По окончаніи визита къ Остана-кулю, нѣкто изъ нашего посольства, между прочимъ, сдѣлалъ очень мѣткую характеристику этого человѣка: — «Знаете ли, сказалъ онъ, — я замѣчаю, что всѣ царедворцы, гдѣ бы то ни было, въ сущности рѣшительно одинаковы. Посмотрите вы на этого перваначи: — важный, добродушно-простой, привѣтливый, но въ сущности равнодушный ко всему на свѣтѣ, кромѣ самого себя и своего государя, которому, очевидно, очень преданъ. У него даже такія же точно манеры, какъ и у нашихъ царедворцевъ: простыя, лѣнивыя, но изящныя и всегда исполненныя чувства собственнаго достоинства».

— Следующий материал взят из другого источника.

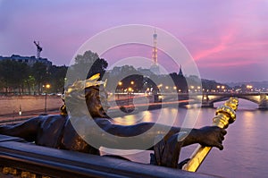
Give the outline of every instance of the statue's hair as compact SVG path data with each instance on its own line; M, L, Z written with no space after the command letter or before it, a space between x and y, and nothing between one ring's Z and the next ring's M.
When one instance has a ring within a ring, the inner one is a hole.
M103 88L100 86L91 86L86 88L82 92L81 90L71 90L64 97L64 105L61 106L61 114L68 115L68 109L71 108L71 112L76 114L80 113L80 108L79 106L87 104L87 108L88 109L91 117L107 117L103 106L100 103L105 103L101 101L100 92L104 92ZM96 103L98 101L98 103ZM66 106L67 105L67 106ZM73 109L75 108L75 111Z
M105 86L106 81L98 81L100 74L96 73L85 81L77 81L71 86L69 86L62 98L64 105L61 106L61 114L68 114L68 107L72 108L72 112L79 114L80 108L86 101L88 109L94 117L107 117L103 106L100 105L100 86ZM96 101L98 101L96 103ZM104 102L103 102L104 103ZM67 106L66 106L67 104ZM73 109L75 108L75 109ZM84 112L82 112L84 113Z

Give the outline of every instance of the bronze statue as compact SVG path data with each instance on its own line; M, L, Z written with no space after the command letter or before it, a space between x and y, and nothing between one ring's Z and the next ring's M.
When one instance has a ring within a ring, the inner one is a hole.
M94 80L96 81L96 78ZM163 128L165 127L164 125L154 123L141 123L130 126L113 124L111 122L112 119L106 114L108 108L106 93L103 89L100 89L99 84L101 83L99 81L91 81L88 83L77 82L74 85L75 87L72 86L66 89L64 97L66 106L62 106L61 114L40 115L19 124L3 125L0 126L0 134L21 137L27 141L35 142L40 146L100 155L98 148L92 147L77 133L71 124L68 107L75 108L76 112L71 114L71 116L75 116L77 120L82 117L85 118L86 113L89 111L91 119L103 131L120 137L139 135L155 126L158 130L157 133L153 132L156 131L156 130L150 131L152 134L148 134L147 138L146 138L148 140L153 140L155 139L154 137L161 133ZM82 95L80 95L80 91L82 91ZM79 100L81 99L81 96L86 98L88 111L76 108L76 102L80 102ZM180 128L179 127L172 127L161 141L148 148L155 150L154 159L155 165L177 167L180 147L194 143L216 147L219 149L223 148L222 142L226 134L224 129L216 126L192 129L186 138L184 138L183 134L180 133ZM90 134L92 137L95 137L92 131ZM180 139L178 140L178 138ZM114 140L105 141L113 142ZM138 149L140 148L138 146L136 148L136 145L132 144L123 147L123 148Z

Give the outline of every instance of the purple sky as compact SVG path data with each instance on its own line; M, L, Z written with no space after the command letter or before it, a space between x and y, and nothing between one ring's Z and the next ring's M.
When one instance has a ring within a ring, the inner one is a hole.
M38 40L42 57L68 65L89 38L126 24L175 36L202 78L268 81L267 0L0 0L0 55L36 55Z

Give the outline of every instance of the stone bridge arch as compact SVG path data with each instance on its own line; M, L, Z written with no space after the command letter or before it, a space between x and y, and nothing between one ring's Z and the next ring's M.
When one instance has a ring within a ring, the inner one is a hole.
M214 106L214 103L227 100L230 97L235 97L255 103L258 105L259 109L268 109L268 97L266 93L205 94L203 95L202 106Z

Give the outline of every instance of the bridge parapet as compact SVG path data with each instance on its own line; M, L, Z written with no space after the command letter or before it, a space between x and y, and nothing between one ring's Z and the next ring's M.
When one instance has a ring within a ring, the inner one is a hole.
M214 107L214 102L211 101L208 95L202 96L202 107Z
M260 95L259 109L268 109L267 94Z

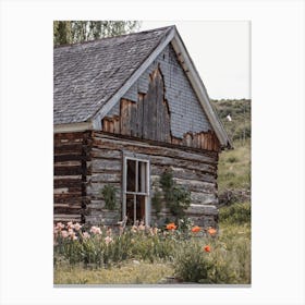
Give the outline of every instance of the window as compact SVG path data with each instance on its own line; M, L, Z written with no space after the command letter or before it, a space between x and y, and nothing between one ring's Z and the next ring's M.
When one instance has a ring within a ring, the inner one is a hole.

Возвращались мы отъ первавачи уже не чрезъ ташкери, а чрезъ одинъ изъ боковыхъ дворовъ замка, такъ называемый «пушкарный», гдѣ стоятъ шесть или восемь полевыхъ орудій старой конструкціи съ винградами и цампфами, на неуклюжихъ деревянныхъ лафетахъ. Тѣла орудій покрыты ситцевыми чахлами, и вся батарея охраняется двумя часовыми изъ сарбазовъ.
Проводъ по улицамъ богато убранныхъ лошадей отъ дворца до посольскаго дома доставилъ новую «томашу» для базарной и уличной публики, которая, въ ожиданіи ихъ появленія, стояла повсюду толпами. Но что замѣчательно, — толпы эти повсюду отличались своею, такъ сказать, солидностію, своимъ въ высшей степени степеннымъ поведеніемъ: не только давки, но и ни малѣйшей суеты, ни гама, ни крика, ни ругани между собою (не то, что европейская толпа!). Исключеніе составляли только мальчишки, бѣжавшіе рядомъ съ лошадьми; но мальчишки въ этомъ отношеніи повсюду и всегда совершенно одинаковы.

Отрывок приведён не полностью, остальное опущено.